> I received an interesting comment to Gold Post It today. It was from a man who had “bookmarked” my blog and had apparently been reading it daily. He said that he had done so because of my “pithy” style of writing. However, he was quite put off by a recent blog in which I made the observation that my soon-to-be-ex-husband doesn’t have a friend.
The reader shared with me his opinion that of course, “everyone has a friend” so I must therefore be bitter. He further concluded that my bitterness is coloring my perception and causing me to be “out of touch.” He informed me that he is removing the bookmark and plans never to read my blog again.
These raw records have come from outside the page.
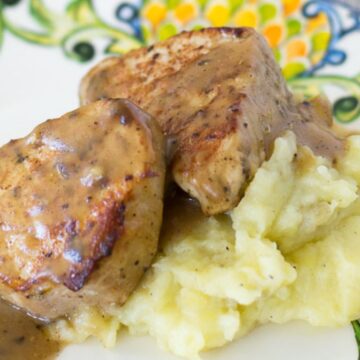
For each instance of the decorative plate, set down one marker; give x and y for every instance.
(47, 46)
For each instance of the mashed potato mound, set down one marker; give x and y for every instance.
(290, 250)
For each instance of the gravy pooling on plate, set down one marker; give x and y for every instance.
(22, 337)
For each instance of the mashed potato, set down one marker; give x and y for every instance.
(289, 251)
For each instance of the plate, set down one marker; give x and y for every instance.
(47, 46)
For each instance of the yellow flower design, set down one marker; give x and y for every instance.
(297, 42)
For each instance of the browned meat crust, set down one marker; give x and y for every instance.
(220, 98)
(80, 208)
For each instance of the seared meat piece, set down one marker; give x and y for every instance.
(81, 203)
(220, 97)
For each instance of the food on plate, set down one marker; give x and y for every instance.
(271, 231)
(219, 96)
(288, 251)
(81, 207)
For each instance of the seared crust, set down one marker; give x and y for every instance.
(220, 97)
(80, 208)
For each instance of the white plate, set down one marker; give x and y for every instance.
(39, 82)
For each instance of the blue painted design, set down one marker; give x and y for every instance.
(339, 30)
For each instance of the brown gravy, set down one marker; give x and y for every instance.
(22, 337)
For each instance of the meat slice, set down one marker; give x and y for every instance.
(81, 202)
(220, 98)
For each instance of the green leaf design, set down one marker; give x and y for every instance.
(74, 30)
(347, 108)
(356, 327)
(82, 12)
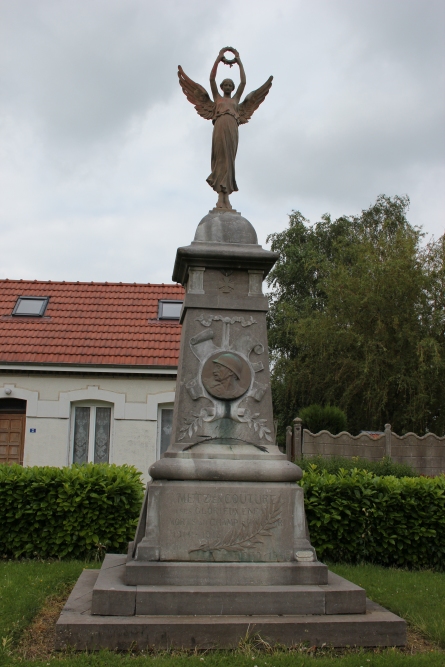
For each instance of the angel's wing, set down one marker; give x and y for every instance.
(253, 100)
(197, 95)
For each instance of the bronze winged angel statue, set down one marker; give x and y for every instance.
(226, 113)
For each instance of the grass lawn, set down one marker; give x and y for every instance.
(417, 596)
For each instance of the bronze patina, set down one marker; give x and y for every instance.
(226, 113)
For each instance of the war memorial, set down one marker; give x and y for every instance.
(222, 549)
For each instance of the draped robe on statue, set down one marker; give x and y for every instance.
(224, 145)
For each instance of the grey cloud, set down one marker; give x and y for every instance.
(82, 70)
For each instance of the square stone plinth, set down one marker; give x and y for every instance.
(78, 628)
(224, 522)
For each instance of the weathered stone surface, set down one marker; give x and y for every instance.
(229, 600)
(225, 227)
(343, 597)
(224, 521)
(111, 595)
(225, 574)
(205, 466)
(79, 629)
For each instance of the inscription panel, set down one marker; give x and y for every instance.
(248, 523)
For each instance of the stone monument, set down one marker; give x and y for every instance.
(222, 547)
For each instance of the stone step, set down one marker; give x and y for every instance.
(79, 629)
(111, 596)
(158, 573)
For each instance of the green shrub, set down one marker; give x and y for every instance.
(329, 418)
(334, 464)
(77, 512)
(355, 516)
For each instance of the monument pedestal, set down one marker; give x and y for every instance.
(222, 548)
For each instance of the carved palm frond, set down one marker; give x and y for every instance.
(247, 536)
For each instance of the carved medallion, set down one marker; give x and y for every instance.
(226, 375)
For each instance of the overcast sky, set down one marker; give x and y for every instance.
(104, 162)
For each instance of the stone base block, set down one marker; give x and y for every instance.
(157, 573)
(79, 629)
(112, 597)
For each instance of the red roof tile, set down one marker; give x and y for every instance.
(90, 323)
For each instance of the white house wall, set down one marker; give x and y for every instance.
(134, 403)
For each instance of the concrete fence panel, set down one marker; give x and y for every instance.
(426, 453)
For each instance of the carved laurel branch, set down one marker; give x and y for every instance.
(226, 320)
(192, 425)
(247, 536)
(258, 425)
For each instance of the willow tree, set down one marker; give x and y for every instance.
(357, 319)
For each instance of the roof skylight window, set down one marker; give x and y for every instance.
(169, 310)
(31, 306)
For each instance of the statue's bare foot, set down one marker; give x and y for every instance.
(227, 203)
(223, 202)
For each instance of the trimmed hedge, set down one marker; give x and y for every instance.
(323, 418)
(355, 516)
(77, 512)
(334, 464)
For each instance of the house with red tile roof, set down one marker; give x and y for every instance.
(88, 371)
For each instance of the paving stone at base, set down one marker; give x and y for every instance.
(343, 597)
(158, 573)
(79, 629)
(229, 600)
(111, 595)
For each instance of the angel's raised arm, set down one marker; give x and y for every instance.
(242, 74)
(213, 85)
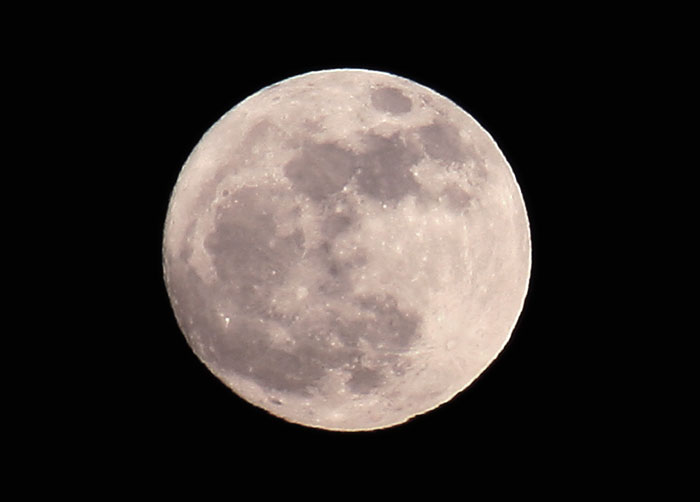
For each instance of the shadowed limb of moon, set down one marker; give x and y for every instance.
(346, 249)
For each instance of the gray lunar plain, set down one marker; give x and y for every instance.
(346, 249)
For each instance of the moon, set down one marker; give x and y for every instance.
(346, 249)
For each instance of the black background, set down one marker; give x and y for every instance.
(541, 398)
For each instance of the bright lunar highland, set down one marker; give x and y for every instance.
(346, 249)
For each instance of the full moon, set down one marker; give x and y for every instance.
(346, 249)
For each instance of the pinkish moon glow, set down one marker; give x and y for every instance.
(346, 249)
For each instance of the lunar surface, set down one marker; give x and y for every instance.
(346, 249)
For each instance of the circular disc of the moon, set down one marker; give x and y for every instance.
(346, 249)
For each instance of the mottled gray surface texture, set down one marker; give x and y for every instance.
(282, 279)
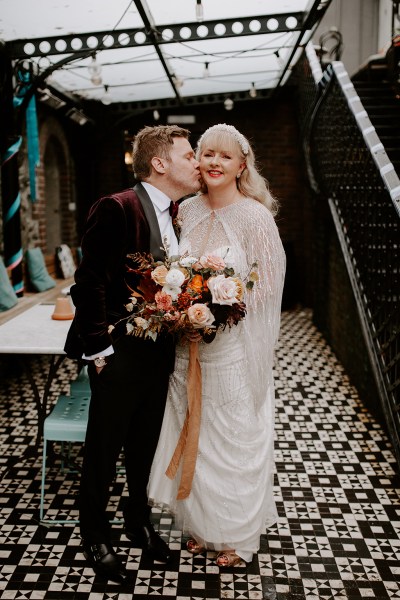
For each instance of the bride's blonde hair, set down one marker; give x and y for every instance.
(251, 183)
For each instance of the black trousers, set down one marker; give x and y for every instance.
(126, 412)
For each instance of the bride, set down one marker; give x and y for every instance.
(231, 498)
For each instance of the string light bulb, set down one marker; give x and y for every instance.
(95, 71)
(106, 99)
(253, 91)
(199, 11)
(228, 104)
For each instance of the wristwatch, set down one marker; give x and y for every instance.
(100, 361)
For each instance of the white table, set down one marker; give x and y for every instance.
(34, 332)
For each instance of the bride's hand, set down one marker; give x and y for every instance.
(192, 336)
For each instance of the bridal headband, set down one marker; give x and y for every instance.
(243, 143)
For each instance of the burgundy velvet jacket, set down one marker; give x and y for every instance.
(117, 225)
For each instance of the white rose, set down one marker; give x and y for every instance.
(223, 290)
(172, 291)
(200, 316)
(188, 261)
(174, 278)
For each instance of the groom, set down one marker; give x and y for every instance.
(128, 375)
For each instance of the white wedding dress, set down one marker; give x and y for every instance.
(231, 501)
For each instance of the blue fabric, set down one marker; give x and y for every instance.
(33, 144)
(38, 275)
(8, 297)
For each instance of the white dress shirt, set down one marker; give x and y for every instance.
(161, 204)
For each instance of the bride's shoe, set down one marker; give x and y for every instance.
(228, 558)
(194, 547)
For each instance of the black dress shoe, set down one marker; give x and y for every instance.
(104, 561)
(145, 537)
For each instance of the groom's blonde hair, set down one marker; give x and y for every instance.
(151, 142)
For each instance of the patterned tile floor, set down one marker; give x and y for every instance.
(338, 534)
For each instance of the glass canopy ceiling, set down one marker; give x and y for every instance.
(123, 51)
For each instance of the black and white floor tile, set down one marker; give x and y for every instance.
(338, 534)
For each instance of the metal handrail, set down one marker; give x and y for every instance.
(348, 165)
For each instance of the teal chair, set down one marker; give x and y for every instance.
(67, 422)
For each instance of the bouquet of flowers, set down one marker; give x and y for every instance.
(184, 294)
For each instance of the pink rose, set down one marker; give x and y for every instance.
(210, 261)
(224, 290)
(159, 274)
(200, 316)
(163, 301)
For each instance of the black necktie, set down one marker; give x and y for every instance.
(173, 209)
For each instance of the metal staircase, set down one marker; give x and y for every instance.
(352, 149)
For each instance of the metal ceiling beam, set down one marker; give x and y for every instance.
(314, 17)
(153, 35)
(165, 34)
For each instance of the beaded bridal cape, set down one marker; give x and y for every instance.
(231, 501)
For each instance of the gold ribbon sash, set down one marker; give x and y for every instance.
(188, 443)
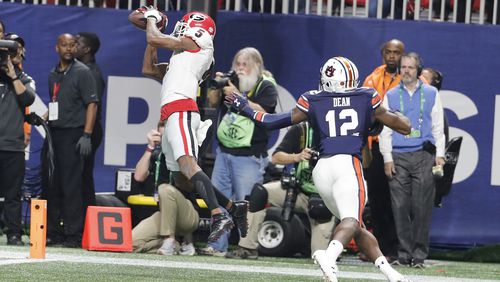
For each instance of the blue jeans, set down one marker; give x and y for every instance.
(235, 176)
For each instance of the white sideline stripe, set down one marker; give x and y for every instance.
(21, 257)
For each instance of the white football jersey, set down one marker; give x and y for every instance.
(186, 68)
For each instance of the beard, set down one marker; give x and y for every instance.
(247, 82)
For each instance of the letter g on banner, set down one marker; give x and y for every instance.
(112, 234)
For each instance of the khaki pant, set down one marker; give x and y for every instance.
(177, 216)
(320, 233)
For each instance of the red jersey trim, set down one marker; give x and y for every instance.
(183, 105)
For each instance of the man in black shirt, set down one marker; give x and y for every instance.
(87, 46)
(71, 116)
(17, 91)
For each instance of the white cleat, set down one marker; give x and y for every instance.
(326, 265)
(401, 278)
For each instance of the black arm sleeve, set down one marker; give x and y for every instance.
(291, 142)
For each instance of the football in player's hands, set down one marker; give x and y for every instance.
(138, 20)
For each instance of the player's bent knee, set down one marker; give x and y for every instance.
(258, 198)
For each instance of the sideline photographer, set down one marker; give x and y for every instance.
(242, 154)
(295, 192)
(17, 91)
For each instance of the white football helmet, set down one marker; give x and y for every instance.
(194, 19)
(339, 74)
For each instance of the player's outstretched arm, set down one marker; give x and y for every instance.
(394, 120)
(157, 39)
(150, 66)
(270, 121)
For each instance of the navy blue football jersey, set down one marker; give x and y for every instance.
(340, 121)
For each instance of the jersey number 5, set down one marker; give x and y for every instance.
(344, 114)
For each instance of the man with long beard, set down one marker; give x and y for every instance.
(242, 154)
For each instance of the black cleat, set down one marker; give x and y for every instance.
(218, 224)
(239, 214)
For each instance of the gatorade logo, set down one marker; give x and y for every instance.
(110, 228)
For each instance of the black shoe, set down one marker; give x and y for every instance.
(243, 253)
(418, 263)
(239, 213)
(218, 224)
(15, 240)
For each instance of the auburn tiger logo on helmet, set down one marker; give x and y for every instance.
(339, 74)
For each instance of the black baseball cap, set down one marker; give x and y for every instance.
(18, 39)
(15, 37)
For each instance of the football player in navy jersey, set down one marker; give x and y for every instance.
(341, 115)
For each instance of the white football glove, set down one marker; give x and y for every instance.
(153, 13)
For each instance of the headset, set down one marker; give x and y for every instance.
(417, 58)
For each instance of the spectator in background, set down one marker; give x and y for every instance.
(409, 160)
(19, 66)
(382, 79)
(295, 148)
(2, 29)
(177, 215)
(17, 91)
(242, 154)
(71, 117)
(87, 46)
(192, 43)
(386, 9)
(435, 79)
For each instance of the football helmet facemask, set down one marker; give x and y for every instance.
(194, 19)
(339, 74)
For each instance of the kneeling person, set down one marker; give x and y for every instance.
(294, 149)
(177, 215)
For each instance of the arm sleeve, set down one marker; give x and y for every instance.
(28, 97)
(385, 137)
(87, 85)
(438, 126)
(267, 97)
(291, 142)
(201, 37)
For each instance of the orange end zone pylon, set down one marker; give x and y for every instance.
(38, 228)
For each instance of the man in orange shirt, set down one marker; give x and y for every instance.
(382, 79)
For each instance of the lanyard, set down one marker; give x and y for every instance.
(422, 101)
(383, 82)
(157, 174)
(55, 91)
(57, 85)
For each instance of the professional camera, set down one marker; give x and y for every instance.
(314, 158)
(7, 47)
(219, 83)
(291, 184)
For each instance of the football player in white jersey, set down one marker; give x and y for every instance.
(192, 46)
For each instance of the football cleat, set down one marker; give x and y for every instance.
(219, 223)
(239, 214)
(326, 265)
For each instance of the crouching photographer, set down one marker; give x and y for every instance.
(17, 91)
(294, 193)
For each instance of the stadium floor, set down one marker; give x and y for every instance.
(62, 264)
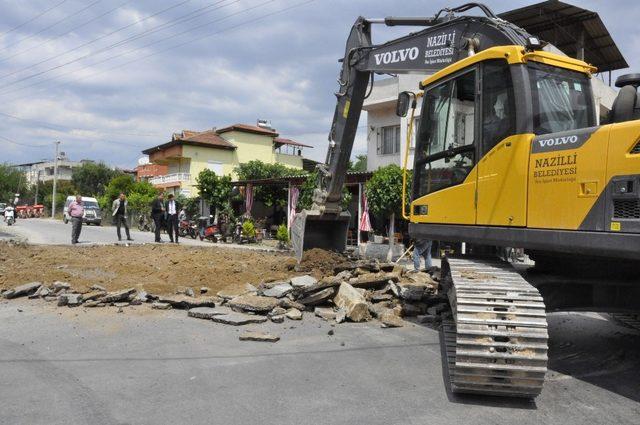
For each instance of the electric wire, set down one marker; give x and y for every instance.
(138, 21)
(64, 128)
(208, 23)
(51, 26)
(238, 25)
(74, 29)
(21, 144)
(180, 20)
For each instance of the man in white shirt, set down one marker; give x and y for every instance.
(172, 208)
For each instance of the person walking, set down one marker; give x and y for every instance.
(172, 208)
(157, 213)
(422, 248)
(76, 211)
(119, 213)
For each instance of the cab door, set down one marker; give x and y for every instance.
(504, 157)
(444, 167)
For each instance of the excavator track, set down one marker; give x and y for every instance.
(629, 320)
(497, 342)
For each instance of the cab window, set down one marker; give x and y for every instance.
(445, 147)
(498, 104)
(561, 99)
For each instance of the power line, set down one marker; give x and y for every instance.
(57, 127)
(166, 25)
(75, 28)
(262, 17)
(208, 23)
(22, 144)
(52, 25)
(34, 18)
(101, 37)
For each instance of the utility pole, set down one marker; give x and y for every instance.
(37, 186)
(55, 181)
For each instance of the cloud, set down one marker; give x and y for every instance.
(282, 68)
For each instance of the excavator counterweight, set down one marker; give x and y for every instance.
(312, 229)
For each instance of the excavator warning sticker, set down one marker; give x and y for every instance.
(345, 112)
(555, 169)
(565, 140)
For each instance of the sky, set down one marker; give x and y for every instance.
(109, 78)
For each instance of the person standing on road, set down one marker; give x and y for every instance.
(157, 213)
(172, 208)
(422, 248)
(119, 213)
(76, 211)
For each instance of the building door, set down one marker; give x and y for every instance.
(215, 166)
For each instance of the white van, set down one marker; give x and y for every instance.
(91, 210)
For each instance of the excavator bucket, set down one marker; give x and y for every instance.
(312, 229)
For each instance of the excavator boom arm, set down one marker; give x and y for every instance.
(447, 39)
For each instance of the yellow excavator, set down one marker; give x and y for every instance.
(508, 154)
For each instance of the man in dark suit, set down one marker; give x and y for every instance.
(172, 208)
(157, 213)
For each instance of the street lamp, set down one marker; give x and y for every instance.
(55, 181)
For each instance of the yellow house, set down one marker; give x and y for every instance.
(219, 150)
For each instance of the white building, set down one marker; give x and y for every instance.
(386, 132)
(43, 170)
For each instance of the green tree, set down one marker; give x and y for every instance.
(12, 181)
(271, 196)
(122, 183)
(214, 189)
(384, 195)
(305, 200)
(360, 165)
(92, 178)
(140, 196)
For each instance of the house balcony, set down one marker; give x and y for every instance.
(170, 180)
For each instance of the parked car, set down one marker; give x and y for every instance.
(91, 210)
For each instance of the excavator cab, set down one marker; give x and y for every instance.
(508, 153)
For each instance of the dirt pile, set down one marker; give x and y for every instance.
(158, 269)
(320, 262)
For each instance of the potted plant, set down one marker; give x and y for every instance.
(282, 235)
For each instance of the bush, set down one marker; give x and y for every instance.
(248, 229)
(282, 234)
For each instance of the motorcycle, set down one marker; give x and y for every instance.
(208, 231)
(189, 228)
(9, 215)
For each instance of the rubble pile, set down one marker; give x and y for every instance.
(354, 291)
(350, 290)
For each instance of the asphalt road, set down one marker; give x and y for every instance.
(95, 366)
(55, 232)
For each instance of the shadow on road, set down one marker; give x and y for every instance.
(590, 347)
(480, 400)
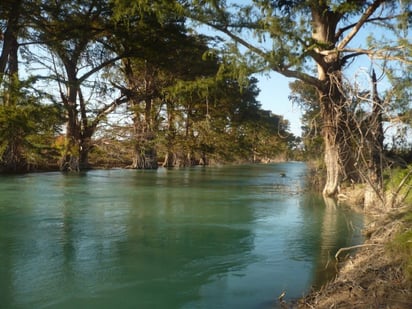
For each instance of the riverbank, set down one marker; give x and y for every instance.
(376, 274)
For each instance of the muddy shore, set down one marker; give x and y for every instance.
(370, 275)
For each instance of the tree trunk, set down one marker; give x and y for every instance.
(374, 193)
(145, 154)
(338, 159)
(70, 158)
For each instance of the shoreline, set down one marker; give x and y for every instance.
(370, 275)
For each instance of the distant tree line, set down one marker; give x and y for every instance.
(83, 85)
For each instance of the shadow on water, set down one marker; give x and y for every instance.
(224, 237)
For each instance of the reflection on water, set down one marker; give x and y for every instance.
(218, 237)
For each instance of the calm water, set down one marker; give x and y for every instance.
(217, 237)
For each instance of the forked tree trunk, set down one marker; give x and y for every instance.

Wow. I must have touched a nerve.
However, as with every other topic that I write about, I will try and find the highest good for all concerned in this occurrence as well.
First, his reaction.
I think that whenever we feel the need to make someone or something either all “good” or all “bad”…well, apart from the separation we cause by “judging”…there’s the whole issue of denying that there’s anything at all to be gained or learned…even in the face of some aspects that may not be to our liking.
I prefer to take the Zen approach that the Buddha could be your grandmother cooking chicken soup at the stove…so be aware because you never know where help, or wisdom, may come from.
Obviously this reader has, until recently, enjoyed the way I see things, or at least the way I express myself in relating how I see things. So maybe my substance, or perhaps my style, caused him to think in a new way or in a way that enlivened him.
But not any more.
Simply because he read an observation of mine with which he disagrees he needs to make me “wrong”, “bitter” and “out of touch.” There is no room in his reality for others with whom he disagrees. Certainly his choice to make.
I suspect it can get mighty lonely in there.
As for my observation about my husband. I stand by it’s accuracy. I have 16 years of first-hand experience to back it up. But here’s the thing. I wasn’t judging him.
The observation was made in the context of a blog about the priceless benefit of surrounding ourselves with friends whose values and behavior support the highest good in us. The observation about my husband was simply in stark contrast to the crux of the story which was about the my daughter’s much improved behavior as a result of having spent time with some pretty wonderful kids.
So, I would like to thank the man who e-mailed me his comments for giving me this opportunity to find higher meaning in a personal attack. Unfortunately, he’ll never get to experience my gratitude as I’ve been banished from his reality.
I guess this is what is meant by the adage “be careful not to throw the baby out with the bath water.”